# Anyone like to pair Port with a fine cigar and a nice meal?



## benatlexus (Sep 20, 2006)

Anyone into Port? I am learning and sampling but I havent found too much I dont like. Anyone familiar with the more recent vintages...Seems like alot of companies offer something not very aged...

My personal Favorite is a nice 15 year old Taylor with a Dark cigar and a filet medium rare....


----------



## bpcr (May 13, 2006)

Sounds like a winner to me .... i make my own port and love the combination of flavors .... nothing better then a cool fall night and a good cigar and mu port on the deck of the boat .... enjoy AB


----------



## cigar_joel (May 16, 2006)

I have a few bottles og Bullers and Son Tawny Port. It's very woody and i have found pairs really well with a large variety of cigars.


----------



## benatlexus (Sep 20, 2006)

You have pegged my curiosity meter...How do you make your own port?



bpcr said:


> Sounds like a winner to me .... i make my own port and love the combination of flavors .... nothing better then a cool fall night and a good cigar and mu port on the deck of the boat .... enjoy AB


----------



## Baric (Jun 14, 2006)

I like Grahams and i tend to drink LBV. The Grahams LBV 1998 is a great drink imo.


----------



## icehog3 (Feb 20, 2005)

I find that Fonseca and '97 Boli PCs make a very complimentary pair. :dr


----------



## Ivory Tower (Nov 18, 2005)

> Anyone like to pair Port with a fine cigar and a nice meal?


No. I love it - always a treat. And I've tried lots of ports, well not that much, but a few. I would suggest only getting very recent LBVs as they are ready to drink_when _bottled and don't improve with age as much as regular vintage ports. I know 2000 was a great recent vintage, but haven't really kept up with the latest.


----------



## Blueface (May 28, 2005)

benatlexus said:


> Anyone into Port? I am learning and sampling but I havent found too much I dont like. Anyone familiar with the more recent vintages...Seems like alot of companies offer something not very aged...
> 
> My personal Favorite is a nice 15 year old Taylor with a Dark cigar and a filet medium rare....


Absolutely.
Quite a few threads on this as a matter of fact.

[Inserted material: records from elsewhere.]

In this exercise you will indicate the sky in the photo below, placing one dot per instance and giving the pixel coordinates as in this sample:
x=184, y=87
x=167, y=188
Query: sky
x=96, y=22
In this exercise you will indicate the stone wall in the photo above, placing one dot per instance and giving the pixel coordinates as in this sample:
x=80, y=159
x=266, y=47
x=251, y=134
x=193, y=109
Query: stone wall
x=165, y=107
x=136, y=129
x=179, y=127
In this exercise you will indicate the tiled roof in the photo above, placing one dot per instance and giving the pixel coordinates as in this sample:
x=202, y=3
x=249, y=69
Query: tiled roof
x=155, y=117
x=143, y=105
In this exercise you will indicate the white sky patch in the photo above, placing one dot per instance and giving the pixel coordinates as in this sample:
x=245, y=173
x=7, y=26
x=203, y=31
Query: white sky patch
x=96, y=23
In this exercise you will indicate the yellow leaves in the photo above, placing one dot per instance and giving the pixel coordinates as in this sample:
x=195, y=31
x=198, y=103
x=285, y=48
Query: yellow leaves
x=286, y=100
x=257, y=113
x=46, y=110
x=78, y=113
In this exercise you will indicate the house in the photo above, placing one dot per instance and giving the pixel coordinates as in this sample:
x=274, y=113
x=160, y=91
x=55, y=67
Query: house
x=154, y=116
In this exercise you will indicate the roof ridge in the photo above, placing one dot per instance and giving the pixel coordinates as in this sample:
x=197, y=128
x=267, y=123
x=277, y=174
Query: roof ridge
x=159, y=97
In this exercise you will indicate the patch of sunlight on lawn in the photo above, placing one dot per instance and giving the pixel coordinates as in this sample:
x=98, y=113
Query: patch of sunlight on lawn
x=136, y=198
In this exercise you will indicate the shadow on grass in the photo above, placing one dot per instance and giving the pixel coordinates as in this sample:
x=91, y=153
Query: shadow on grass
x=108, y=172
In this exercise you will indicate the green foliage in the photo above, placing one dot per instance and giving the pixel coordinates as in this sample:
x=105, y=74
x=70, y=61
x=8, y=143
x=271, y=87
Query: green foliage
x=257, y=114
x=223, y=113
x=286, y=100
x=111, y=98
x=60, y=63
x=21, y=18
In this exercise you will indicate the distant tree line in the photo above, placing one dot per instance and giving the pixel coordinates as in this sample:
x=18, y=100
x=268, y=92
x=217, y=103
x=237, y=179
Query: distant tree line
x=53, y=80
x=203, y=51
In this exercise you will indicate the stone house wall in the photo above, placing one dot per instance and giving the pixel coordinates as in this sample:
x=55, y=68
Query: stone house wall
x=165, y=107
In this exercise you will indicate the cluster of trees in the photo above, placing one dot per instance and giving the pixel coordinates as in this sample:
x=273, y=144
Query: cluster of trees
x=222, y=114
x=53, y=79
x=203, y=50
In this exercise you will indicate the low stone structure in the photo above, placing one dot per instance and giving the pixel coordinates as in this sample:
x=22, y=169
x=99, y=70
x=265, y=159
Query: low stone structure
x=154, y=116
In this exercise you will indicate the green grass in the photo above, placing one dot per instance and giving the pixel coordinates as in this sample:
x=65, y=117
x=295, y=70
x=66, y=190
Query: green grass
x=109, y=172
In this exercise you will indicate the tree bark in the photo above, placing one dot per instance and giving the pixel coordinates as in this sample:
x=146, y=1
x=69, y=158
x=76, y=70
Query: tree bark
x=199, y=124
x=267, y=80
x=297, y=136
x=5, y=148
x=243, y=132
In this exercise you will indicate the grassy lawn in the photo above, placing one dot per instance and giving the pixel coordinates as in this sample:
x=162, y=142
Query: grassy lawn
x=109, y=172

I love Tawnys, specially the older ones like a 20 or 30 yr.
Really enjoy Grahams Six Grapes and Fladgate LBV also.


----------



## KingMeatyHand (Mar 21, 2004)

IMO, Tawny ports pair very well with a lot of cigars. I'll second the boli pairing.


----------



## niterider56 (Jun 30, 2006)

Love it. If you like the Taylor Flagdate Tawny you might try the Stevenson Tawny, very good. :dr


----------



## Benz_one (Mar 22, 2006)

Lately, I have enjoyed the Delaforce 10 year tawny with a good ol' Nestor Reserve.


----------



## icehog3 (Feb 20, 2005)

KingMeatyHand said:


> IMO, Tawny ports pair very well with a lot of cigars. I'll second the boli pairing.


Thanks King! Let's put a vote to the floor!


----------



## CrackerJacket (Sep 8, 2005)

*Oh yeah...*

I have a bottle of Sandemann 20yo Tawny sitting in the liquor cabinet at the
moment. The annual Halloween costume party is coming up shortly...stogies
and port all around with the "boys"!


----------



## drevim (Dec 21, 2005)

icehog3 said:


> Thanks King! Let's put a vote to the floor!


You know I'm with you on this one, Tom. Motion passed  !!!!

Me loves the Ports!!!!


----------



## mosesbotbol (Sep 21, 2005)

I have been drinking a lot of 1970 Fonseca's, 1963 Croft's, and 1963 Dow- all bang up port that goes great with any cigar. Not much for LBV's. Tawny's are pretty good, must be at least 10 year, prefer 20; Taylor and Dow are my favorites.

Had a 70 Fonseca and 83 Cockburn's last weekend (one bottle each day); can't get enough port!!!!


----------